Ausgehend von einer Felddicke von 1.000 oder wenigen 1.000 V/m können 50 Hz-Felder als kribbelnd empfunden werden. In höheren Leistungsstärken wird das Prickeln immer häufiger durch elektrische Einflüsse bis hin zu unschönen Mikroschocks (z.B. zwischen Kleidung und Haut) abgedeckt. Das Gleiche geschieht, wenn Sie ein Fahrzeug berühren, das sich unter einer Starkstromleitung befindet.

Der Wagen ist mit seinen Gummirädern gegen den Erdboden dämmend. Infolgedessen verursacht das Stromfeld des Kabels in der Karosserie eine konstante Ladungsverteilung. Wenn jemand das Fahrzeug anfasst, ist es erdet, d.h. der Strom fließt durch die Karosserie in den Untergrund. Bei sehr nahem Händchen am Fahrzeug ist eine Entladung durch Funken möglich.

Wenn Sie das Fahrzeug berühren, fließt ein Strom (Ableitstrom), der wesentlich unangenehmer ist als die Ausladung. Bei schmerzhaften Entladen werden sehr hohe Spannungsfeldstärken von ca. 100.000 V/m benötigt. Niedrigfrequente Elektrofelder, wie wir sie im täglichen Leben erfahren, sind daher unbedenklich für die Gesundheit. Leckströme treten auf, wenn aufladbare Objekte in einem Wechselfeld abgetrennt und dann durch Berühren erdet werden, so dass ein wechselnder Strom von dem Objekt über den Korpus zur Masse fließen kann.

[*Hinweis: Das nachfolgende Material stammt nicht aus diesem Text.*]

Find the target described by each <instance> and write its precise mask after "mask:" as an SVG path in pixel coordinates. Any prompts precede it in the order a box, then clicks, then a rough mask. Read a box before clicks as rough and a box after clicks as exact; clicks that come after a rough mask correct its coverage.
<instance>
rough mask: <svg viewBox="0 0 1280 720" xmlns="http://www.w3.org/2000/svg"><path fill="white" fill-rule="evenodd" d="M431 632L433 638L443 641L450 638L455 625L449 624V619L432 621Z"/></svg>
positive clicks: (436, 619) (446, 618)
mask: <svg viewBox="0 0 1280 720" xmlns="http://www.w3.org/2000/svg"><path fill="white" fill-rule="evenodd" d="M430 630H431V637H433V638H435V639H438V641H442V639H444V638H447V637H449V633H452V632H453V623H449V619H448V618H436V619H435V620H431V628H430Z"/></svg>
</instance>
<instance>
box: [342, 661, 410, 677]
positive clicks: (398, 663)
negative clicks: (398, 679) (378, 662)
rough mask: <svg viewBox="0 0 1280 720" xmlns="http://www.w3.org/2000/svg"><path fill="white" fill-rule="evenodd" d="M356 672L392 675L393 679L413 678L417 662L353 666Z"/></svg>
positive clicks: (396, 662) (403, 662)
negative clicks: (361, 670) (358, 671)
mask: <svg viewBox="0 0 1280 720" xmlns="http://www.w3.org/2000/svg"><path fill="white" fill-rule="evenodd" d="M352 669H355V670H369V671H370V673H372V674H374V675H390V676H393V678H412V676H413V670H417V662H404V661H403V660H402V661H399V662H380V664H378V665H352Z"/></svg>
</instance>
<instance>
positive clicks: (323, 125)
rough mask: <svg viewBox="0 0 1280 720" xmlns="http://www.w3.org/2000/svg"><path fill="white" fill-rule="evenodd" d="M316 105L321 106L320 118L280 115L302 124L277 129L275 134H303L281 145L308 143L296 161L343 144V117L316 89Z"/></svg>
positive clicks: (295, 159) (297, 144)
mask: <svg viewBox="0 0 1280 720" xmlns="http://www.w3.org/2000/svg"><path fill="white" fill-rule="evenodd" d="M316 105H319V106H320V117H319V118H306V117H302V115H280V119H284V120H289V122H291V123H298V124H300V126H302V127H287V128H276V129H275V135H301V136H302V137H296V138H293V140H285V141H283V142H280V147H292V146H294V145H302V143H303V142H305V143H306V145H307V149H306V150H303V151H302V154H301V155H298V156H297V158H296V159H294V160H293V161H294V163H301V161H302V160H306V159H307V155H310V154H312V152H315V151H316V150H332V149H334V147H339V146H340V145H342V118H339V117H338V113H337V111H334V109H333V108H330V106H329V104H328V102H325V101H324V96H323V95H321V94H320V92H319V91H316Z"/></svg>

Mit großen Kraftfahrzeugen (z.B. einem Bus) können Leckströme von mehreren mA (Milliampere, 1mA = 1/1.000 Ampère) auftreten. Als prickelnde Empfindungen sind Körperströme von wenigen Dezimalstellen eines mA (Milliampere) erfahrbar. Das Diagramm stellt die biologische Wirkung in Funktion von Stromintensität und Expositionszeit (nach IEC 479) dar. Ob Schwachfelder das Wohlergehen von (elektrosensiblen) Menschen beeinträchtigen können, wird an anderer Stelle angesprochen ("Sensibilität und Verhalten" im Abschnitt "Gesundheit").